Examining the map, she realized how ridiculously unhelpful it was. Firstly, the city was very crowded, and the tall buildings leaned in on the streets like stuffy bureaucrats. That plus the amount of smog in the air made it next to impossible to even judge direction by the sun. Wilhelmina shook her head in frustration. What good was a map if you couldn't tell North from South? She turned the map around a few times and then craned her neck in search of a street sign. Her hat teetered dangerously on her head, but the small squeak of distress that came from inside it was completely lost in the din of the traffic. All she could see, though, were a couple of lonely-looking poles -- apparently the nearby signs had all been stolen.

"Honestly!" she complained. "Civilization, they say?

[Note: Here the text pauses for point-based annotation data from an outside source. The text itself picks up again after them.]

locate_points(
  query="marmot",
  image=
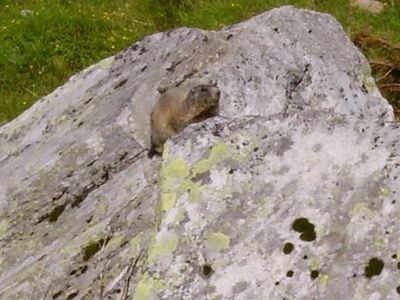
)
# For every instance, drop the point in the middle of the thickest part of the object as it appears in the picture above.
(177, 108)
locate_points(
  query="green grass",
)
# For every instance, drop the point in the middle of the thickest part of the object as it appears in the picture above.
(43, 42)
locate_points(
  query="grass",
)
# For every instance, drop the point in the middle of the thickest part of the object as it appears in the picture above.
(44, 42)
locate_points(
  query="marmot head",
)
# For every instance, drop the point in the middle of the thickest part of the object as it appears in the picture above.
(206, 96)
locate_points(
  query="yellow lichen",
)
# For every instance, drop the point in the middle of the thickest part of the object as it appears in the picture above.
(146, 286)
(135, 244)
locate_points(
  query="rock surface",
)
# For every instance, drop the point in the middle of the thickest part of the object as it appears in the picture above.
(292, 193)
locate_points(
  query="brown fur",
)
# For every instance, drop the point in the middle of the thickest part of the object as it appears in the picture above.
(177, 108)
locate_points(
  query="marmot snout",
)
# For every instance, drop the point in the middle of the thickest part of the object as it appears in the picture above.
(177, 108)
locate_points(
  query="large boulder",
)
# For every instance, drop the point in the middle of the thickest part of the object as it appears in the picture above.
(292, 193)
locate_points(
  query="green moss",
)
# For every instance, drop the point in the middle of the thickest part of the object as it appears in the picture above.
(218, 241)
(177, 168)
(4, 225)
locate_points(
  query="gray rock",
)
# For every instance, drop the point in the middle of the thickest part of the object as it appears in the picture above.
(290, 194)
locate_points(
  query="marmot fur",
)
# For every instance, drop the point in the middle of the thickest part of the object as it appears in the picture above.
(177, 108)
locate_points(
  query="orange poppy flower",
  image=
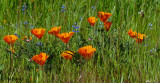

Ha!" She scanned the sky again and decided that the hazy circle of light behind the smog had to be the sun, however pitiful it appeared. "Alright... it's still morning, so that'll be East." She aligned her map in accordance and stepped back into the street, vowing to give anyone else who spat on the ground near her a smart whack with her walking stick.

She hadn't even gotten to the corner when she felt a tap on her arm. Turning about (and looking slightly downward) she saw that it was the Dwarf. "Oh, hello," she said. "Where did you come from?"

"I've been shouting your name, but you didn't hear," he said. "Do you know where everyone is?"

"No," Wilhelmina told him. "But no matter. I didn't like the look of the others very much. That Panakeia's nothing but a scamming charlatan. And that man looked too mopey, like one of those emo kids... what was his name? Waldo, or something like that..."

The dwarf was about to reply, but they were both distracted by the sheer garishness of the yellow van that pulled up next to them. Blimmin' Barblecashing Corpulation? What in Middle-earth was that?

Before she knew what was happening, a man was shoving an ice-cream-cone-shaped object in her face and asking for her name. "Wilhelmina Brochenbach," she said with some confusion. "What's it to you?"

"You're on our show," the man hissed, showing off his bad teeth.

"A show? I don't have time to be on any kind of reality show! I have somewhere to be!"

"Of course you've got somewhere to be -- on top! You're going to be a star," enthused the host.

"You get away from me, and take that stupid thing out of my face," she ordered in what she hoped was a menacing tone.

"Sorry, deary, but we've a contract from the guv'ment saying that we have the right to film you." He held up a piece of paper which bore the seal of none but Anakron himself. Wilhelmina made a mental note to give him a piece of her mind when next she saw him. But as the man led her away, she began to wonder if that would even happen.